4. Low-Level Design (LLD) & Data Models

Relationship-Based Access Control (ReBAC) Modeling

Permissions are modeled as directed relation tuples representing a graph: object#relation@subject

  • Example: document:doc_abc#editor@user_123 (User 123 is an editor of doc_abc).
  • Example: document:doc_abc#viewer@group:marketing#member (All members of the marketing group are viewers of doc_abc).

Master Database Schema (CockroachDB / Spanner)

-- Namespace definitions (e.g. document, group, folder)
CREATE TABLE namespaces (
    namespace_name VARCHAR(100) PRIMARY KEY,
    config JSONB NOT NULL, -- Defines schema relations and path evaluations
    created_at TIMESTAMP WITH TIME ZONE DEFAULT CURRENT_TIMESTAMP
);

-- Core Relationship Tuples (The source of truth)
CREATE TABLE relation_tuples (
    namespace VARCHAR(100) NOT NULL REFERENCES namespaces(namespace_name),
    object_id VARCHAR(255) NOT NULL,
    relation VARCHAR(100) NOT NULL,
    subject_namespace VARCHAR(100) NOT NULL,
    subject_id VARCHAR(255) NOT NULL,
    subject_relation VARCHAR(100), -- Optional (e.g., "member" if referencing a group)
    tx_timestamp TIMESTAMP WITH TIME ZONE DEFAULT CURRENT_TIMESTAMP,
    PRIMARY KEY (namespace, object_id, relation, subject_namespace, subject_id, COALESCE(subject_relation, ''))
);

CREATE INDEX idx_tuples_subject ON relation_tuples(subject_namespace, subject_id);
CREATE INDEX idx_tuples_object ON relation_tuples(namespace, object_id);

-- System Transaction Log for Zookie Generation
CREATE TABLE transaction_records (
    tx_id UUID PRIMARY KEY DEFAULT gen_random_uuid(),
    tx_token VARCHAR(255) NOT NULL UNIQUE, -- The Zookie String representation
    committed_at TIMESTAMP WITH TIME ZONE DEFAULT CURRENT_TIMESTAMP
);

Cache Model Topology (Redis Cluster)

We cache resolved relationships to avoid executing deep recursive SQL joins.
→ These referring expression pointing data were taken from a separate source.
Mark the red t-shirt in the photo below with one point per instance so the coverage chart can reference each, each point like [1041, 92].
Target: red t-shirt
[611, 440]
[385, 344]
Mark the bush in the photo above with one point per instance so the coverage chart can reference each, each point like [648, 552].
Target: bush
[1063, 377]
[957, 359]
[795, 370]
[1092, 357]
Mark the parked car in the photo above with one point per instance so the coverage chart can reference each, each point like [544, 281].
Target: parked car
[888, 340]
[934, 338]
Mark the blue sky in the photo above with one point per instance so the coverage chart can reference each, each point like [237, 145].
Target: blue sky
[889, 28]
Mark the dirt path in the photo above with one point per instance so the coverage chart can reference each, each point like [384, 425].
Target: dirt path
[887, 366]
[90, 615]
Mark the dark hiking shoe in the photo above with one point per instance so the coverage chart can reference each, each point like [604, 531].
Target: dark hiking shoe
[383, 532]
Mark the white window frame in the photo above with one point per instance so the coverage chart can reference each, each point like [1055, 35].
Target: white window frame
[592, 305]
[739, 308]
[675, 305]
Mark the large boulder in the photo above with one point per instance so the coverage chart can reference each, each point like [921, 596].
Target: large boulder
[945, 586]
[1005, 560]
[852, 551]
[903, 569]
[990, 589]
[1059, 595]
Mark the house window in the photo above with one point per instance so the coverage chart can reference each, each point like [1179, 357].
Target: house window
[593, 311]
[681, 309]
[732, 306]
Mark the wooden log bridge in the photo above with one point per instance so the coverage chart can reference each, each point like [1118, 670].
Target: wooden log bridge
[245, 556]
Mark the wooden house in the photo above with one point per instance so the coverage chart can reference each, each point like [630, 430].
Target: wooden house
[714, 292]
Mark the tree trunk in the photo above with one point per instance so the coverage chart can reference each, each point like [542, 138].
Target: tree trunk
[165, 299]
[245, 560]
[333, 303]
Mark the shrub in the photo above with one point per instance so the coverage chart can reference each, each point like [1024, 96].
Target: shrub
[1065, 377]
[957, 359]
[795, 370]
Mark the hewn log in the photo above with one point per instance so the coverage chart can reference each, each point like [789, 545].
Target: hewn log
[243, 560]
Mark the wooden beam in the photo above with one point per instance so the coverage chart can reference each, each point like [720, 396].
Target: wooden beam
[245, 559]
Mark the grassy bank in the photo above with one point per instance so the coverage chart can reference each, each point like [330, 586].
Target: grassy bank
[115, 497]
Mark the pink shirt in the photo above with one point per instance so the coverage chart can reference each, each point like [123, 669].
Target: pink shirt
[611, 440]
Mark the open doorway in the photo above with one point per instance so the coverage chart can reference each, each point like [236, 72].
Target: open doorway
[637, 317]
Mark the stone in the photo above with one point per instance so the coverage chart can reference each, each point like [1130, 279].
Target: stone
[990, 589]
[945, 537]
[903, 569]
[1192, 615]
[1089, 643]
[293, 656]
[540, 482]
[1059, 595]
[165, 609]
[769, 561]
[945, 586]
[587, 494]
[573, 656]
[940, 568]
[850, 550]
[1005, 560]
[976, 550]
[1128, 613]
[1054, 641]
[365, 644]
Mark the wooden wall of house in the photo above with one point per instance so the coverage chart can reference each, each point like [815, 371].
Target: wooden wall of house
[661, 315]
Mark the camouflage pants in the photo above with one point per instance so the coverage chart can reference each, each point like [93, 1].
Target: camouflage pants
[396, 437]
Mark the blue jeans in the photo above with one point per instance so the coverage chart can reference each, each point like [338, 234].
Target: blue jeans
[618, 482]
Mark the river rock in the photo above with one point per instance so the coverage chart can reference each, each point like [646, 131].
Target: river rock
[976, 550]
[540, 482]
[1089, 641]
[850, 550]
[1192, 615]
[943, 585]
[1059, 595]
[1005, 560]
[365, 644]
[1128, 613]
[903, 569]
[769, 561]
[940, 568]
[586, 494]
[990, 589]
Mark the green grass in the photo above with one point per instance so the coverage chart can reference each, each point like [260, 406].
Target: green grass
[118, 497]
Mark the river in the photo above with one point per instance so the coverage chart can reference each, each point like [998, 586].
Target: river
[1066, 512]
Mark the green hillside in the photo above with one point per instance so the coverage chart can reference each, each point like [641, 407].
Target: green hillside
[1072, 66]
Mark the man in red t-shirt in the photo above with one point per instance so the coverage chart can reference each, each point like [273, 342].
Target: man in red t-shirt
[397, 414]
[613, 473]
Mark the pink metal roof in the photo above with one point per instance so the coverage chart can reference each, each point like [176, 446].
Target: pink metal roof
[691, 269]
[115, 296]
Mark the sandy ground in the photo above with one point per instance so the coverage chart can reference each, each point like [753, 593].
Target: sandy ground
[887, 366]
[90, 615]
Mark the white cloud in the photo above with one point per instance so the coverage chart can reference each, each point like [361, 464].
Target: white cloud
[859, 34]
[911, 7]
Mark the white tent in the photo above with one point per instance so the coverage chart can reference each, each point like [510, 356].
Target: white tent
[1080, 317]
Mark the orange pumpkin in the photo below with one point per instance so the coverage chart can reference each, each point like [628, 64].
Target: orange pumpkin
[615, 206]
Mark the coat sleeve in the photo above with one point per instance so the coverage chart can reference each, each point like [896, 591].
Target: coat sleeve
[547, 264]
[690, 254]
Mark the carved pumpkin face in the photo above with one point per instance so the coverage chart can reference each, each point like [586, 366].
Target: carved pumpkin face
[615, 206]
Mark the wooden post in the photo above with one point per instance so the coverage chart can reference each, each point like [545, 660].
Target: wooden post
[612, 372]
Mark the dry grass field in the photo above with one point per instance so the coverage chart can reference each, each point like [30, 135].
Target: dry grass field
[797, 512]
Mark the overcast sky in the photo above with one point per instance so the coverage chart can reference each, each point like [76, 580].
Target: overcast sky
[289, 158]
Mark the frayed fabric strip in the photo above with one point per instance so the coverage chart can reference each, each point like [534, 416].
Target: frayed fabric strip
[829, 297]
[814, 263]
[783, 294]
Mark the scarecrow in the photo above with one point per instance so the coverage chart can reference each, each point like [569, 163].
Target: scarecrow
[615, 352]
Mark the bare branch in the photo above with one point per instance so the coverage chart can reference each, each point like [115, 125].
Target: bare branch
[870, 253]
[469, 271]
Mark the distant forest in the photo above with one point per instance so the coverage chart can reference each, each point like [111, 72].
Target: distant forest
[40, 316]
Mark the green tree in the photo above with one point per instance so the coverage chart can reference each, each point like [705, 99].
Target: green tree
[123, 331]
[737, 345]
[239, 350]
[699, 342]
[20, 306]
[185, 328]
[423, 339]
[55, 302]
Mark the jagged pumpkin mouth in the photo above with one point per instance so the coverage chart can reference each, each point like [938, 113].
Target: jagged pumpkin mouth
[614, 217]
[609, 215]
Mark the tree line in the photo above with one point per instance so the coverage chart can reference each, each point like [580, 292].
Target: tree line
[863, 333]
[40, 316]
  • Cache Key: authz:path_cache:{namespace}:{object_id}:{relation}
  • Cache Value: A flat list of resolved subject IDs (e.g., ["user_123", "user_456"]) with an associated Zookie token.

5. Scaling Challenges & System Bottlenecks

Graph Evaluation Loops and Recursive Depth Limits

When evaluating relationship graphs, checking user permissions can require resolving deep, nested paths. For instance, a user might belong to a group, which is a member of another group, which has access to a folder, which contains a file.

Checking Check(user_123, file_9901, "edit") requires a recursive lookup up the folder/tenant tree:

user_123 ----(member-of)---> Group A ----(member-of)---> Group B ----(owner-of)---> Folder X ----(contains)---> File 9901

Evaluating this path naively runs into two massive scaling issues:

  1. Deep Loops: If a circular relation exists (e.g., Group A belongs to Group B, and Group B belongs to Group A), the evaluation thread enters an infinite recursive loop.
  2. Latency Spikes: Deep paths require multiple sequential database hops.

Mitigation Strategies:

  • Loop Detection: The Evaluation Engine tracks the path stack using a local Set<String> visited_nodes during recursion. If a node is hit twice, the evaluation path terminates immediately to break the cycle.
  • Graph Flattening / Path Caching: Instead of traversing the tree on every query, we store intermediate relationship paths. For example, when adding Group A to Group B, we asynchronously traverse the tree and precompute transitive memberships, caching them in Redis.
graph TD
    %% Recursion Loop Engine
    subgraph EngineLoop ["Recursive Evaluation Engine"]
        CheckCall["Check(user_123, file_9901, 'view')"]
        PathStack["Initialize path stack: [] & visited = {}"]
        
        CheckCall --> PathStack
        NextHop["Fetch direct relationships from DB/Cache"]
        PathStack --> NextHop
        
        IsVisited{"Is subject in visited?"}
        NextHop --> IsVisited
        
        IsVisited -->|Yes: Loop Detected| Terminate[Return false for this path]
        IsVisited -->|No| PushStack[Add to visited & push to stack]
        
        PushStack --> DeepPath{"Is relation matching?"}
        DeepPath -->|Yes| Success[Return True]
        DeepPath -->|No & Deep Limit Exceeded| Terminate
        DeepPath -->|No & Limit Safe| NextHop
    end

The "New Enemy" Problem (Out-of-Order Cache Updates)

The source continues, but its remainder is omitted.